There are moments in life where I’m glad to be alone. Where the voice of another human beings will cause me a headache. And in those moments I’m thankful to be alone. To be away from crowded spaces. From the loud noise of a bar or hustle and bustle of a city. Sometimes being wrapped up with my kindle on a Friday night is good enough for me.
But you see, your brain truly has a mind of its own. In the oddest of times, it will take me somewhere completely different. Somewhere I don’t even want to go. My heart will start to feel tight and a wave of sorrow will come over me. Suddenly loneliness becomes a curse. I will find myself yearning for things I haven’t ever really felt or known. Yet somehow my brain knows how to conceptualise it perfectly. The feeling of true love. This is not me saying I’ve never known companionship, I have. But I don’t know what true love feels like. Real, unfiltered and carnal. And it will be on the oddest nights this feeling will overwhelm me. I will wish for something I’m not quite sure I want. Not saying I don’t want love, or to be in love. I simply don’t understand what kind I need. Which is probably why I choose solitude most of the time. Because it frightens me that what I want isn’t attainable. I rather not know than be disappointed.

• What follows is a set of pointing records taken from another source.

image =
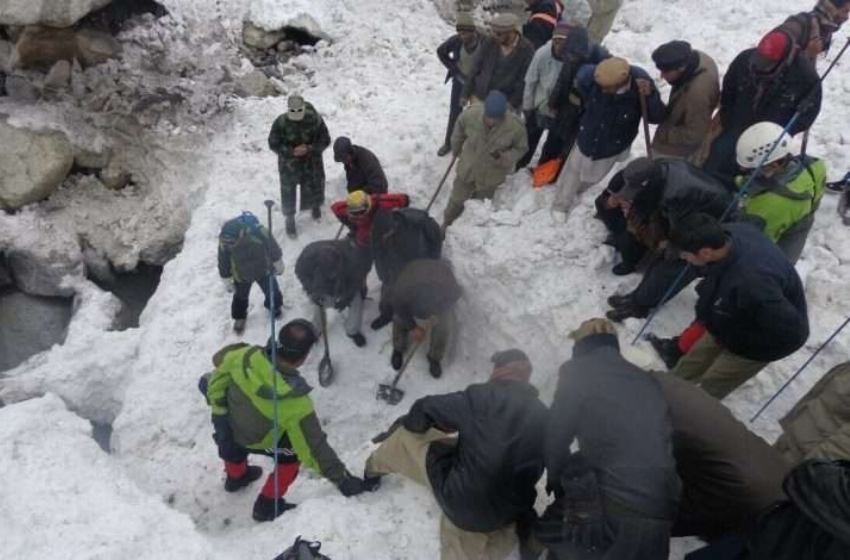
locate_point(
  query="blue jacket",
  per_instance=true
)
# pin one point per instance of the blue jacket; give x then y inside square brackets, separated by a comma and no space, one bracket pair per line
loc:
[753,301]
[610,123]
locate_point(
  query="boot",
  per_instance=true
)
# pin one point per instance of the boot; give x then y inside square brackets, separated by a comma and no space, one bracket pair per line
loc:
[240,475]
[264,508]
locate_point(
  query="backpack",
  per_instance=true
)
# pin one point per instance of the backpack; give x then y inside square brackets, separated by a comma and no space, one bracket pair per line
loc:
[302,550]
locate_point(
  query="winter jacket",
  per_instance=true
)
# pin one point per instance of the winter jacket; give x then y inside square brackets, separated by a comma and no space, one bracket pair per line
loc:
[241,388]
[818,427]
[365,173]
[689,110]
[286,134]
[752,302]
[610,123]
[332,270]
[424,288]
[475,144]
[487,480]
[540,80]
[361,229]
[729,474]
[621,421]
[408,234]
[493,71]
[246,254]
[778,203]
[541,23]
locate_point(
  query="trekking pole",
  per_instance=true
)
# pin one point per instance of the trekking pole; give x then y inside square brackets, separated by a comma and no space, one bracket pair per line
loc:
[273,357]
[744,189]
[799,371]
[442,181]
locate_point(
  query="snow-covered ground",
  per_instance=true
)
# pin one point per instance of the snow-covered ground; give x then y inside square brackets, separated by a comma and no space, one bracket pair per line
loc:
[528,282]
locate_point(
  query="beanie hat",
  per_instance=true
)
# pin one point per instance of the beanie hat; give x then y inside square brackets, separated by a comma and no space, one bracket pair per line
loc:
[612,72]
[672,55]
[496,104]
[342,147]
[464,22]
[505,22]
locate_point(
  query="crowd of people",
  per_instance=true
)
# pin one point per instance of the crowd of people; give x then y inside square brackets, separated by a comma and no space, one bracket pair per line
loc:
[722,197]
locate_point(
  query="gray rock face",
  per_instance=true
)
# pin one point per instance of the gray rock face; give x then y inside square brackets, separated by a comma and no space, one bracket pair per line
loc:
[55,13]
[34,164]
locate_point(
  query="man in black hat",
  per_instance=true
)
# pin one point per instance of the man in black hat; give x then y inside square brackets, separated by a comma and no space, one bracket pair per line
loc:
[695,93]
[363,171]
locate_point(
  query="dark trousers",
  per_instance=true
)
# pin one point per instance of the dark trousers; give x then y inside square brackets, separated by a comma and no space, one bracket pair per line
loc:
[239,305]
[454,109]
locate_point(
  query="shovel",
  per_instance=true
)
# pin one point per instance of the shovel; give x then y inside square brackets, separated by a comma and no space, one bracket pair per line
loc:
[326,368]
[391,393]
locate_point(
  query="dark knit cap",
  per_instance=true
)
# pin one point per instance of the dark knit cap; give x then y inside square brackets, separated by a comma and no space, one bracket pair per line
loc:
[672,55]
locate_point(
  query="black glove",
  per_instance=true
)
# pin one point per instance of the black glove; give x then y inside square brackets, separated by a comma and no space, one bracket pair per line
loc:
[584,514]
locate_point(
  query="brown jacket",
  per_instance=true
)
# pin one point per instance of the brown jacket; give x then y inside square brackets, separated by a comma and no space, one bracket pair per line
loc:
[689,112]
[818,427]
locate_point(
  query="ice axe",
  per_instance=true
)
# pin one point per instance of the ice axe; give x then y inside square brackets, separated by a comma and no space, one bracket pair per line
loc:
[326,368]
[390,392]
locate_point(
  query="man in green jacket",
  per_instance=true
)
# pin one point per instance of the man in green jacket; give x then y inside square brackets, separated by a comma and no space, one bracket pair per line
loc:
[299,137]
[241,392]
[783,198]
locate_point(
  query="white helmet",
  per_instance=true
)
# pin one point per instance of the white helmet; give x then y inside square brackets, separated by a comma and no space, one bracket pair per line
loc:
[757,141]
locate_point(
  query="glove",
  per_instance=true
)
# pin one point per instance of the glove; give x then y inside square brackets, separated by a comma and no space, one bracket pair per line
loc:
[584,515]
[351,486]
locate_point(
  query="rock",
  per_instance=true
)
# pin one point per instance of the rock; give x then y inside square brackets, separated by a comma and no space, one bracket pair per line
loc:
[255,84]
[34,164]
[20,89]
[59,76]
[55,13]
[258,38]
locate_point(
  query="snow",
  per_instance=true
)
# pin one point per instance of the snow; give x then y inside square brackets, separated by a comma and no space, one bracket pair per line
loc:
[528,281]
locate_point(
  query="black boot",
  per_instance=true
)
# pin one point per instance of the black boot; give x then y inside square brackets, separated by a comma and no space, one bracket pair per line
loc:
[264,508]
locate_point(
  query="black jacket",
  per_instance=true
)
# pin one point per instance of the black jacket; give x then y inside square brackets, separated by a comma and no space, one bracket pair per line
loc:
[539,30]
[746,99]
[401,237]
[753,301]
[621,421]
[365,172]
[332,270]
[487,480]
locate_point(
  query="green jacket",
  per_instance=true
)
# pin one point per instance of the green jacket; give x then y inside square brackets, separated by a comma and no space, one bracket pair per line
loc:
[779,202]
[241,388]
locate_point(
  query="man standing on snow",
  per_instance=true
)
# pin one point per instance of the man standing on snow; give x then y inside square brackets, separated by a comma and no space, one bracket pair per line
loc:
[333,273]
[423,303]
[488,140]
[456,54]
[239,391]
[500,63]
[695,92]
[480,451]
[751,302]
[248,253]
[299,137]
[617,497]
[610,123]
[363,171]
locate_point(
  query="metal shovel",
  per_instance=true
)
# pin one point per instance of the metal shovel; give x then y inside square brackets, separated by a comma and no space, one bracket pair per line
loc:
[326,368]
[390,392]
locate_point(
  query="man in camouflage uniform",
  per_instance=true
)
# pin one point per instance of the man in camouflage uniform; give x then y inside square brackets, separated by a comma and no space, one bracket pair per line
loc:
[299,137]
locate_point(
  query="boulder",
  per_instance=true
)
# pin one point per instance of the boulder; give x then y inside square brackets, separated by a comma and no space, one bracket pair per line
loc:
[55,13]
[34,164]
[258,38]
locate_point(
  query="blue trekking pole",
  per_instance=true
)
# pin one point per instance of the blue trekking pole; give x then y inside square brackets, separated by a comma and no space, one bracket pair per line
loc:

You could say to a certain extent I am an ambivert. I do enjoy being out (only people I’m extremely comfortable with). I spent most of my teenage years being introverted. This wasn’t something that really bothered me, being the youngest child to immigrant Middle Eastern parents, I knew it was a given. I wouldn’t have the same freedoms other teenagers would. At the time I wished a little it was different, in hindsight now I’m grateful for my mothers discipline. But for the whole part, I always enjoyed being alone for the most part. During university, I made no long term friends. For the most part, I made no effort. But also (and unnecessarily) people found me intimidating and I quote “aggressive”. (I never once got into a fight at university). Those micro aggressions made me immediately pull back into my safe space.
The friends I had were enough for me; and to this day I still stand by that. My bestfriend is really all I need. To be honest, I don’t seem to trust people that have a million friends. Now here we are, on a Friday night, I’m writing this and you’re reading it. We’re both alone, there’s a high chance we’re okay with that. Yet there’s a slim chance, it makes your heart heavy like it does mine.
Most of the time I’ll shake my head at the prospect of being with someone. It’s in the quiet nights, where I can go a whole day without opening my mouth and speaking a word, I realise it bothers me. More than it should, more than it needs to. I hate it. I hate that it pricks at me. And under this thought process I begin to wonder if my time has passed me by. If I had a chance of being blissfully happy with someone and I didn’t realise it. Sadly, the finger starts to point at me and I end up blaming myself for being alone.
My friends are my everything, and most of the time that yearning feeling doesn’t exist because I’m happy around them. But like all people, people go home. They go on dates with their partners. They are occupied with life. So that feeling crawls back in and I find myself purposefully finding sad movies to watch to justify a few tears. (Which is wildly unnatural for me because I despise crying). It increasingly becomes harder to shove that feeling away, and I find myself being consumed by it. Not really knowing how to get rid of it.
So I do what I do best, I pick a new book and get into bed.